Когда все ушли, Севка расстелил на полу тулуп и, приладив вместо подушки стеганку, спросил Собянина:
— Ты когда на связь с управлением выходишь?
— В двадцать один час. Через пятнадцать минут включу передатчик.
— Я телеграмму составлю, ты ее сейчас же передай.
— Давай, только покороче, у меня сеанс всего пять минут.
Севка присел к столу, вытащил из сумки блокнот и быстро написал:
«Найден труп Верескова тчк Срочно высылайте комиссию экспертом зпт следователем тчк. Буду ждать катером в районе Долгих Стариц тчк Устюжанин».

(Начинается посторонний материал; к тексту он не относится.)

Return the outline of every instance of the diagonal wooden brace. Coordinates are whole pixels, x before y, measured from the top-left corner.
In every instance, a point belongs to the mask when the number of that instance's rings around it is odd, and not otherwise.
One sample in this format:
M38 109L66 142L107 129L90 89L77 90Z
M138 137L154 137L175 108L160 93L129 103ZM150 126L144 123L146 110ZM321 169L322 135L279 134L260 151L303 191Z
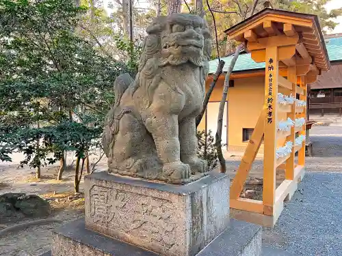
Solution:
M231 186L231 199L237 199L244 188L252 164L255 160L263 137L266 111L263 110L246 149L244 157Z

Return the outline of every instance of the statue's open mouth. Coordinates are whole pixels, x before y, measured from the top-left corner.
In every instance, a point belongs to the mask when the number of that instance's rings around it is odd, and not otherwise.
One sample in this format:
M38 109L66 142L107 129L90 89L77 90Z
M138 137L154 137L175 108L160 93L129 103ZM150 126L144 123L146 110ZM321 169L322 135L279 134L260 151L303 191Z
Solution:
M195 47L202 50L202 48L203 48L203 44L197 40L188 40L184 41L166 43L163 45L163 49L168 49L171 47L172 47L174 49L177 49L179 47Z

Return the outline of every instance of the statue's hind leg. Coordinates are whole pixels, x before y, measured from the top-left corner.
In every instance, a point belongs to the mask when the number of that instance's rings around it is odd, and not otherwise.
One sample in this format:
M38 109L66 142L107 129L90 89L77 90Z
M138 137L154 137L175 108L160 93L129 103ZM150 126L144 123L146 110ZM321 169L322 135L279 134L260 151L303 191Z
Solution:
M179 141L181 160L188 164L192 174L207 171L207 161L197 156L197 138L196 137L195 118L185 117L179 123Z
M158 156L163 162L160 179L170 183L186 182L190 167L180 158L178 116L155 111L147 122L146 127L153 137Z
M109 159L109 171L121 175L153 178L161 169L153 140L145 126L132 114L124 115ZM148 174L150 177L146 177Z

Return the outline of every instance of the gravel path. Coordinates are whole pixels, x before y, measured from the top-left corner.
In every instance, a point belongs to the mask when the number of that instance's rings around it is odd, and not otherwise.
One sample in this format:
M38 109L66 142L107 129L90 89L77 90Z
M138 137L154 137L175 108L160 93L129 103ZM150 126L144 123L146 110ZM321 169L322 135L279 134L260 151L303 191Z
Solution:
M264 229L264 244L303 256L342 256L341 124L313 127L306 175L276 227Z
M342 173L307 173L263 243L303 256L342 255Z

Когда Собянин вышел, Севка стащил сапоги, прикрутил в лампе фитиль и, не раздеваясь, прилег на тулуп. Блаженно потянулся и закрыл глаза. Но тут же понял, что не заснет. От долгого стояния за рулем ломило ноги, ныли руки, словно держал все эти дни не легкий штурвал, а тяжелую пятипудовую штангу. Перед глазами же неотвязно маячила страшная находка у Долгих Стариц.
Он повертелся на тулупе, с завистью прислушиваясь, как в углу на лавке сладко посапывает Антоныч. Наконец обозлился, встал, прибавил в лампе огонь и, разыскав папиросы, закурил.
Какой-то шорох и возня на полатях привлекли его внимание. Он взглянул вверх и обмер: прямо над собой увидел кудлатую голову, облепленную пухом. Было что-то жутковато-притягивающее в изуродованном лице кудлатого. Рассеченная бровь, одна половина которой почти прикрывала левый глаз. Сквозь редкую сивую бородку виднелся широкий рубец, пересекающий щеку и рот, отчего верхняя губа застыла в зловещей ухмылке.
— Чо? Потрету моему дивишься? — хрипло засмеялся незнакомец. — Кабы тебя, паря, едак же по роже шваркнуло, не краше меня бы сделался. Да ты не боись, коли охота, гляди. Меня самого тоска берет за свое страхолюдие.
— С чего ты взял, что я испугался?
— Все пужаются, кто впервой на меня взглянет, особо бабы. Иная только увидит — и враз лицо помучнеет… Закурить бы, што ли, дал.
— Слезай, покурим, а то мне, задравши голову, разговаривать неудобно.
Кудлатый что-то буркнул, завозился, ударился головой о низкий потолок и, выругавшись, спрыгнул с полатей. Шлепая босыми ногами по некрашеному полу, подошел к столу.
Был он невысок, почти на голову ниже Севки. Но в широких плечах, в буграх мускулов, вздувавших рукава рубашки, чувствовалась большая сила.
«Могуч мужик, — мелькнула у Севки мысль, и хотя сам пошел в богатырскую, устюжанинскую породу, невольно подумал: — С таким схватись — враз хребтину сломает».
С трудом вытащив большими негнущимися пальцами папиросу из пачки, незнакомец присел на лавку. Зевнул, открыв рот с крупными, как у лошади, зубами. Почесал грудь, заросшую густым рыжим волосом.